John isn’t blending Jewish and Greek thought. He’s using their language to say something brand new: the ultimate Word, the ordering reason, the creative speech—it’s all embodied in Jesus.
Why This Matters
If John had simply said “Jesus is wise,” no one would argue. If he had said “God spoke through Jesus,” it would fit Jewish categories. If he had said “Jesus is divine principle,” it would resonate with Greeks.
But John insists: Jesus is the eternal Logos, with God from the beginning, Himself God, through whom all things were made. Not principle but person. Not detached but incarnate. And because logos also means “word spoken,” this hits home: Jesus is God speaking to us. The Word is not mute. The Word speaks, lives, calls.
So what do we do with this?
It anchors our faith in Christ’s divinity. John 1:1 leaves no room for Jesus as “just a teacher.” He is the Logos made flesh.
It reminds us God is not silent. The Word became flesh, and the Word still speaks through Scripture. To follow Jesus is to hear and keep his word (John 8:31; 14:23).
It calls us into relationship, not abstraction. Life isn’t about aligning with a principle but knowing a Person.
These doctrinal implications shape the church’s life. In worship, we adore the Word who is with God and is God, not a sage whose sayings can be trimmed to fit our preferences. In preaching, we open Scripture so that people hear Christ speak, not merely moral advice or spiritual uplift. In discipleship, we train people to abide in the Word’s teaching and to keep his commands as the fruit of that abiding. In mission, we do not spread a principle or a lifestyle. We bear witness to a person who made all things, who forgives sins, and who is present by the Spirit with his people. The deepest questions posed by philosophy and the deepest hopes nurtured by Scripture find their resolution here. The rational order behind the world is not less than order, but it is infinitely more. He is the Son whom the Father loves, the one through whom all things exist, the one who became flesh for us and for our salvation.
Conclusion: The Word That Speaks
Parsing logos in John 1:1 shows us the precision of Scripture. John didn’t choose the word lightly. He knew its philosophical weight and its biblical resonance. But his meaning is his own: the Logos is not detached principle or poetic personification. The Logos is Jesus Christ—God with us, the Word that speaks life and truth, the Word that was God from the beginning and remains God today.

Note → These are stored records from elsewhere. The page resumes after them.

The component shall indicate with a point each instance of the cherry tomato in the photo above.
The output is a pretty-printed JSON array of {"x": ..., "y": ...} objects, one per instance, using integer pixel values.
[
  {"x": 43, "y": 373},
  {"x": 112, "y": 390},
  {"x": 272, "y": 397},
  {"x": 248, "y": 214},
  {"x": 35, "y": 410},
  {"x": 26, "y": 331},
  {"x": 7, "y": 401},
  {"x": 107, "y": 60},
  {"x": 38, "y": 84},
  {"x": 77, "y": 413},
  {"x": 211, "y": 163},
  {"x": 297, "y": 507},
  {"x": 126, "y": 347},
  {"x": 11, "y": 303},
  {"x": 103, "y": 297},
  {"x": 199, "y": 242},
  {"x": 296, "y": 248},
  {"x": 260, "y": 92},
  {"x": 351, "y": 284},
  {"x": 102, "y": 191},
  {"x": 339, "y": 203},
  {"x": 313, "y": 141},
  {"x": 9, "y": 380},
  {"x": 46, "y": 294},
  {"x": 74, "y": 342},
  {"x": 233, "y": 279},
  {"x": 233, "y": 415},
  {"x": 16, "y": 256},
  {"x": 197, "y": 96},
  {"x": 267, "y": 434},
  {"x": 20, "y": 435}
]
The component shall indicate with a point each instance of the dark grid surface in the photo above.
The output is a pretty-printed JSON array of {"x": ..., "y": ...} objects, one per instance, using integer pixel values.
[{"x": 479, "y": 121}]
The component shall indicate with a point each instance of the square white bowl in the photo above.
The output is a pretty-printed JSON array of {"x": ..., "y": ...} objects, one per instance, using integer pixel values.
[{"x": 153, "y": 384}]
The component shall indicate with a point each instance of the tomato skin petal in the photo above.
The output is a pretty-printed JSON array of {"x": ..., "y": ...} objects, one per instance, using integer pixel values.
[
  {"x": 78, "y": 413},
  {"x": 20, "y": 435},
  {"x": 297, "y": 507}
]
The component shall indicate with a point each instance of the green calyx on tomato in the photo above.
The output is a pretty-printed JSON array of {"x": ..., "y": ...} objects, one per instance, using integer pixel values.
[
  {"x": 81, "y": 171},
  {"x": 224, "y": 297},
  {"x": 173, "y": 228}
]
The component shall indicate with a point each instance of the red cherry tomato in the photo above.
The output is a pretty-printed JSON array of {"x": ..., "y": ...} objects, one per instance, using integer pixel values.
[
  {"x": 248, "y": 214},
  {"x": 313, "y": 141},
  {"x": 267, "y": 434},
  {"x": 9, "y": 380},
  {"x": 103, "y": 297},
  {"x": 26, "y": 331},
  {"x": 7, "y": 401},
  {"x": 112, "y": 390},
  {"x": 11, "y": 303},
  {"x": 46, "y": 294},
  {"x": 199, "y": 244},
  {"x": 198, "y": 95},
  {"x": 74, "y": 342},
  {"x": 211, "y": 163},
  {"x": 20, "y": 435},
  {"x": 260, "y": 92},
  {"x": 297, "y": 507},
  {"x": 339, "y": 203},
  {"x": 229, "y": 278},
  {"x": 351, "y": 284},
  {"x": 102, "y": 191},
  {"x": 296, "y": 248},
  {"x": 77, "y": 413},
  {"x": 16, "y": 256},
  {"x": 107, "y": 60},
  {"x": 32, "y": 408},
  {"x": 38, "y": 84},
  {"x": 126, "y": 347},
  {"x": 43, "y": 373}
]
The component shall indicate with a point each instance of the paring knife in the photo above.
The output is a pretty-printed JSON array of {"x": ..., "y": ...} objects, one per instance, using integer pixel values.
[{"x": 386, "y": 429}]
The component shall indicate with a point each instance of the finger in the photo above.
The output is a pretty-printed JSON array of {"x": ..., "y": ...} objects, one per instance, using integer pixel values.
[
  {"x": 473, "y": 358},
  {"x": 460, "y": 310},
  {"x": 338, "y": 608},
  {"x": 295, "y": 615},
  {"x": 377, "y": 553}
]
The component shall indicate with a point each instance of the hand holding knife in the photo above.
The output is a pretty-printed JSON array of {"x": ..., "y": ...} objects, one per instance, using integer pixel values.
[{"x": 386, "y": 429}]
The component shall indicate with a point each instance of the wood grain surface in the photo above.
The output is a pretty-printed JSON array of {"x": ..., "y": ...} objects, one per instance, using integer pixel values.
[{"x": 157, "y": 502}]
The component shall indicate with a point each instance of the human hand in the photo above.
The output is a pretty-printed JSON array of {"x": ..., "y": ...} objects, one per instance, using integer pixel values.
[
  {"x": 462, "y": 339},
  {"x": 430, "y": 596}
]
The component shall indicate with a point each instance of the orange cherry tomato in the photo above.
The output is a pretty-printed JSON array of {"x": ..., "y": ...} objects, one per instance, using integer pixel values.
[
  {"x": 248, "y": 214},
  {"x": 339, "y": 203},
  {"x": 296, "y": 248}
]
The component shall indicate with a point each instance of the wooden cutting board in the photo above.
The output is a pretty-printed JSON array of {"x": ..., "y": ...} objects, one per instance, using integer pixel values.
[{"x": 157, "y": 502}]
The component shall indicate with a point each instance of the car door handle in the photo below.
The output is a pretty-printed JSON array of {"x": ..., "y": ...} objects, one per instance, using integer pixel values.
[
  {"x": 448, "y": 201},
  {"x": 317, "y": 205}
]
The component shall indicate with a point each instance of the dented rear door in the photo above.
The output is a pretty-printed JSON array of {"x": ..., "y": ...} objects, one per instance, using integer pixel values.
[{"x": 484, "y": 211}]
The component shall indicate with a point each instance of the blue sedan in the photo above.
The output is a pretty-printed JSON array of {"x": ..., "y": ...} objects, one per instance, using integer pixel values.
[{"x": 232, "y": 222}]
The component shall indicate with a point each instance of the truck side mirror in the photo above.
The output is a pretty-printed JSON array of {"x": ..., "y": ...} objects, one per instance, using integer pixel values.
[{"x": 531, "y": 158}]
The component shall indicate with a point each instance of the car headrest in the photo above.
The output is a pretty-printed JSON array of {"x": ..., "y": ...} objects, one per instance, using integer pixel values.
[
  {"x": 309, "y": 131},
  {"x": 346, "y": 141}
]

Return, then, to the first sentence. “In the beginning was the Word.” The imperfect tense tells you that the Word simply was, eternally. The preposition tells you that he was with God in personal communion. The anarthrous predicate tells you that what God is, the Word is. Verse 3 tells you that all that came to be did so through him. Verse 14 tells you that he became flesh and pitched his tent among us. The Old Testament tells you that God’s word creates and accomplishes his purpose. The early church tells you that this Word is the Son, of one essence with the Father, worthy of worship. Put the pieces together and you have the Gospel’s heartbeat. The Word is eternal. The Word is personal. The Word is God. The Word became flesh. That Word still speaks through Scripture, and that Word summons the church to trust, adore, and follow.